Electronic Arts today reported its results for the three months ended June 30, revealing that it beat previous earnings expectations even as it saw some declines year-over-year.
For the first fiscal quarter, EA posted GAAP net revenues of $1.20 billion, down slightly year-over-year from $1.21 billion. However, net income was up on a GAAP basis, jumping 32 percent to $42 million.
On a non-GAAP basis, total sales were $693 million, down year-over-year from $775 million. Non-GAAP net income also slid almost 20 percent, from $61 million to $49 million.
Both sets of figures showed modest improvements on EA's first quarter guidance issued in May.
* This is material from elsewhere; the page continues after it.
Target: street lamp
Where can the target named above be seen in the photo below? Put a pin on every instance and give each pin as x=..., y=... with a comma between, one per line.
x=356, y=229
The first quarter was a quiet one for the company release-wise, headlined by mobile titles like EA Sports UFC and a soft launch for Minions Paradise in Canada and Australia.
"EA delivered first quarter revenue, margins and EPS above guidance through strength in catalog sales and outperformance in digital live services offerings," EA CFO Blake Jorgensen said. "We are raising our full-year guidance today to reflect the momentum across our portfolio."
The publisher raised its full-year GAAP revenue expectations from $4.25 billion to $4.3 billion, and its non-GAAP net revenue guidance from $4.4 billion to $4.45 billion. It also raised expectations earnings per share up to $1.98 from $1.90 on a GAAP basis, and to $2.85 from $2.75 on a non-GAAP basis.
Update: On the earnings call, EA noted that it doesn't believe it'll have trouble meeting the release date for the highly anticipated Star Wars: Battlefront, which launches on November 17. During the Q&A portion of the call, COO Peter Moore commented that pre-orders coming out of E3 have been "extremely strong" for the title, and he added that EA's expecting another boost following the upcoming Gamescom show where 265,000 gamers in Germany will look to get hands-on with the latest build of Star Wars.
Regarding the recent news that EA partnered with Nexon to bring an free-to-play version of Titanfall to Asia, Moore labeled it as "an interesting experiment in China," to see if the free-to-play model can be successfully adapted to that style of game.
And as for one of the hottest tech trends this year, CEO Andrew Wilson commented that EA is "investing appropriately" against virtual reality, and he said that the publisher has several VR "incubation projects" going on across the company, but he hesitated to say when EA might fully commit to VR or announce a big VR title.